4 ways to make high-impact teaching a reality


Teachers don’t want more sit-and-get PD. They want focused, concise strategies and structures, immediate feedback, and a collaborative network of peers

I’ve been very fortunate to travel the world and work in classrooms in the United States, Australia, Asia, and the U.K., and have seen phenomenal teaching everywhere I go. However, administrators tell me the challenge is how to effectively take that practice and scale it for every teacher in the district. How do we apply that brilliance across year levels, subject areas, and student demographics? And how do we measure the impact of different teaching methods in terms of how they’re improving student outcomes? Put simply, to shift the quality of learning in schools, we need to better support teachers with evidence of learning so they can focus their effort on doing the things that work really well for every learner in the room.

Teachers report that when they look at professional learning, they ask three questions:

  1. What am I learning?
  2. How will I apply it in class?
  3. What impact will it have on every student in the room?

If we can give teachers visibility on those three things, they’ll start to own their professional learning activities and how they practice their craft. Here are four ways that districts can replace traditional sit-and-get professional development (PD) with on-demand and personalized delivery of high-impact teaching strategies (HITS).

1. Better teaching, five minutes at a time
HITS are not necessarily new ways to teach. Rather, they’re well-researched pedagogical methods that have been proven to work. Teachers ask us: “What can I do within an existing lesson that might take five minutes that will get every student engaged in the learning?” Verso offers teachers easy-to-implement learning structures that support these evidence-based, high-impact teaching strategies.

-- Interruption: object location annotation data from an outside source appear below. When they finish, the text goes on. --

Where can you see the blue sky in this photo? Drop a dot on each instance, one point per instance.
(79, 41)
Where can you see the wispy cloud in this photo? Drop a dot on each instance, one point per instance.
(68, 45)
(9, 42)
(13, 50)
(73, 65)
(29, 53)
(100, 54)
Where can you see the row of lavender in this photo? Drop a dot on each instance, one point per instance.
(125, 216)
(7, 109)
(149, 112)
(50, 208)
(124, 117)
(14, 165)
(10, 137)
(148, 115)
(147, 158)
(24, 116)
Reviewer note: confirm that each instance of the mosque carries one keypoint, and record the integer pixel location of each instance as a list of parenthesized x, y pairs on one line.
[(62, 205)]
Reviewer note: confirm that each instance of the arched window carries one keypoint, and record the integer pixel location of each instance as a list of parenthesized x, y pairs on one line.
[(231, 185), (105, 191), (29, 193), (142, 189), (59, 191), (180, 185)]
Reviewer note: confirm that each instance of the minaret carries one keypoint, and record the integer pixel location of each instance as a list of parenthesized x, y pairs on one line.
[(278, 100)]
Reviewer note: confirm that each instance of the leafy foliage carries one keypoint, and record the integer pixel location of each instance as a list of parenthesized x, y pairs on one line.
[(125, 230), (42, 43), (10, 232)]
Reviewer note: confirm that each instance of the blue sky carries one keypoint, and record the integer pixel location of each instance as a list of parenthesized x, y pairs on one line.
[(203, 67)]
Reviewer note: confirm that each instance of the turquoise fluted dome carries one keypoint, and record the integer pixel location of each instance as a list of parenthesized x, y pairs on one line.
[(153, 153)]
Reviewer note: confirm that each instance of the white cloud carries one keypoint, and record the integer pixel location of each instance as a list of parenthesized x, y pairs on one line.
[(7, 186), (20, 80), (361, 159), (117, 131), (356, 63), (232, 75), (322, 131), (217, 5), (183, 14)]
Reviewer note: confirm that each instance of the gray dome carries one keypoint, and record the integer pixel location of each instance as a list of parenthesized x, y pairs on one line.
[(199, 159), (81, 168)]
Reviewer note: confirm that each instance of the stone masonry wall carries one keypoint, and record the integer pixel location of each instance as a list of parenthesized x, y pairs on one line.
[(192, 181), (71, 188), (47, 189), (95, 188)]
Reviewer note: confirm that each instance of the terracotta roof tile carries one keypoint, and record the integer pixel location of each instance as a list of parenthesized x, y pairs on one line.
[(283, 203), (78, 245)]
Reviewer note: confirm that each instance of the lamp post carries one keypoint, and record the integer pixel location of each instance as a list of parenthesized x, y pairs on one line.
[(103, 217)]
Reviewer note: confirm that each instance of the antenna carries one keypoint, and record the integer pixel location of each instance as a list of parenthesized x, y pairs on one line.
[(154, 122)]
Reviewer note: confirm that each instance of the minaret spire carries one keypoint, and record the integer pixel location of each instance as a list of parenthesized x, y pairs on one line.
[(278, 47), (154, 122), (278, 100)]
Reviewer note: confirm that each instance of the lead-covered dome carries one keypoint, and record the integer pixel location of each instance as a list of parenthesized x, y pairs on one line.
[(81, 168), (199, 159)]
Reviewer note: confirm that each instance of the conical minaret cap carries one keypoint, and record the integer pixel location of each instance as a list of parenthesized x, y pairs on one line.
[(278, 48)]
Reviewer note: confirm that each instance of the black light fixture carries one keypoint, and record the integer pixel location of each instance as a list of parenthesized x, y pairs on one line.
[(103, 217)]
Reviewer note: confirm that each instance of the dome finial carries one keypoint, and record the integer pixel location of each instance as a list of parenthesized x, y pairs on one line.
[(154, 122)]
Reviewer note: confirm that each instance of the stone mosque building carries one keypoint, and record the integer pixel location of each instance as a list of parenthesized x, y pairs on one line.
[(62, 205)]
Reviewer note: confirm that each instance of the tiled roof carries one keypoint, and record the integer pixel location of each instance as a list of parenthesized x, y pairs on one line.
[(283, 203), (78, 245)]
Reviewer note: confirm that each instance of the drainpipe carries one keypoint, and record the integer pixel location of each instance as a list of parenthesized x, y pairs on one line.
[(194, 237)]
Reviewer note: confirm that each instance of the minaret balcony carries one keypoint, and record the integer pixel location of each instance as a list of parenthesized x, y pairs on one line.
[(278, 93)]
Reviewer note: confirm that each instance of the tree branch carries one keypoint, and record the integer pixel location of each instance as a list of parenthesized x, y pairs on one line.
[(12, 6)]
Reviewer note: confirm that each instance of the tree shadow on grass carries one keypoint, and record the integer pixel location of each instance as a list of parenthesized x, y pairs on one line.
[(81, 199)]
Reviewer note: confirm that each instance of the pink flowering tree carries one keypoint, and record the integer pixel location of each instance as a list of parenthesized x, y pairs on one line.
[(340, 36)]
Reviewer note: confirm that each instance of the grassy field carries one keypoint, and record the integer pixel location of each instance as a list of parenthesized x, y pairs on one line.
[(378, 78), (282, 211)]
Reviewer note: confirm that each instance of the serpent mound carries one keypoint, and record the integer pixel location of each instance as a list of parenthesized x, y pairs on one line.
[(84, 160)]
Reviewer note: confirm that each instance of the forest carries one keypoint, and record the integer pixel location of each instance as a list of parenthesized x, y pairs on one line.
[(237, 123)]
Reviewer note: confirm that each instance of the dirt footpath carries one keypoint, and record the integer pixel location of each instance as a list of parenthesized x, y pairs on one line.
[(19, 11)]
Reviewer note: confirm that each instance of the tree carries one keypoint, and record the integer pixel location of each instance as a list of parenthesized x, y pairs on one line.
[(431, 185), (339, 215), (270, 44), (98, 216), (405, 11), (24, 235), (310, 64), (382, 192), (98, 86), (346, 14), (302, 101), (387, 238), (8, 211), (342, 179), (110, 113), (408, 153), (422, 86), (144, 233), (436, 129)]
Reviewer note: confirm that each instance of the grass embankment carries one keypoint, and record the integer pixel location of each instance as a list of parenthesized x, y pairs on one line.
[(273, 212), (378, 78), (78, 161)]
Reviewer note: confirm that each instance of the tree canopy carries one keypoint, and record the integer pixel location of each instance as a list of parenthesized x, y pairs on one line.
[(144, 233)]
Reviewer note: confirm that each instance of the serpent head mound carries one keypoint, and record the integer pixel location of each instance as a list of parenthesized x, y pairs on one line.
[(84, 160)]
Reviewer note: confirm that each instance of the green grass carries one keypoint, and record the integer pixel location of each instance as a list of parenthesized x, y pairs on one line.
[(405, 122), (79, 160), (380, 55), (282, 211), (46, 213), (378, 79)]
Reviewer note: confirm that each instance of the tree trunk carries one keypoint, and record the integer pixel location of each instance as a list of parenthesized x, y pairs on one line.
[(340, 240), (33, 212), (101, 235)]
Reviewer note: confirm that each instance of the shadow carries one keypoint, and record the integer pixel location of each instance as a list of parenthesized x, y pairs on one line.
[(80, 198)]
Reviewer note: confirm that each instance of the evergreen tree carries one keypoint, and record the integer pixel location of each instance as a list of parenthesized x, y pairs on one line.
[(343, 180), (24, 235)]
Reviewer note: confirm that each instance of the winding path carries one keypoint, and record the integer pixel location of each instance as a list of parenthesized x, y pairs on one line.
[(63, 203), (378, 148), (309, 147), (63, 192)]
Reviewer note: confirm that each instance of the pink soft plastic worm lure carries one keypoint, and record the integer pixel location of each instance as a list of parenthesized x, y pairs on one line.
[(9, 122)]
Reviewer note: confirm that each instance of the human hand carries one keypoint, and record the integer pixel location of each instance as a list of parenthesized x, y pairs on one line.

Teachers can add these into a lesson to foster student collaboration, effectively demand participation, and inspire a level of thinking that’s far deeper than they would have otherwise reached.

Here’s an example:

Teacher clarity: Using vocabulary to scaffold thinking

Instructions for students:
1. Jot down the words from the vocab list below that you think you will need to use when writing your response.
2. Pass your word list to your neighbor and have them review. They may add or question words.
3. Pass your lists back and begin crafting your response.

2. Instant feedback
One of the great researchers and professors we work with, Janet Clinton, talks about a feedback loop for PD. After teachers engage in PD, the sooner they can see evidence that something they’ve learned is having an impact (or not) in the classroom, the better their instruction will be. The most effective teachers practice more of what the evidence says works. We’re seeing teachers try strategies and structures in class, and before the lesson is finished, they can see the impact it’s having through visibility on student thinking and understanding.

3. Deprivatizing the classroom
Teachers sometimes feel like they’re on their own when it comes to lesson planning; meanwhile, there are probably dozens of colleagues across the district who are teaching the same standards and can be an enormous help. If we can deprivatize teaching so that every teacher isn’t isolated, teachers get far more support and student outcomes will improve.

Teachers can become more effective when they share access to data and evidence on instructional design and learning outcomes. They can use this to identify success and ask colleagues, “How did you teach that lesson? How did you think you could’ve done that better?”

The best professional learning communities (PLCs) are grounded in real, authentic evidence from the classroom. It’s about saying, “Here’s a lesson that I’ve created. You two go try it. And then let’s compare how each of our student groups responded to that lesson.” Then we can start to have real conversations, informed by data and evidence, about student outcomes, about pedagogical strategies, about what happened when and why. We can use data and evidence not for accountability measures, but to really empower teachers.

4. The professional learning journey
Professional learning is a continuous and collective endeavor. It’s not taking Wednesday afternoon to learn about inquiry, and then we’ve got this nailed. It’s about teachers and their colleagues being on a journey to continually learn and refine new strategies that deliver better outcomes for students.

The challenge for administrators is to improve the outcomes of the district without constantly adding to the workload of teachers. Our approach to high-impact teaching starts with giving teachers feedback about what approaches might be working better than others. This allows teachers to let go of some of the methods that are not working and focus on those strategies that work best. Teachers need visibility and feedback on how well their teaching strategies are working so they can follow John Hattie’s advice about “visible learning,” which boils down to this: “Know your impact.” With that philosophy and these four steps, educators around the world can make high-impact teaching a reality in the classroom.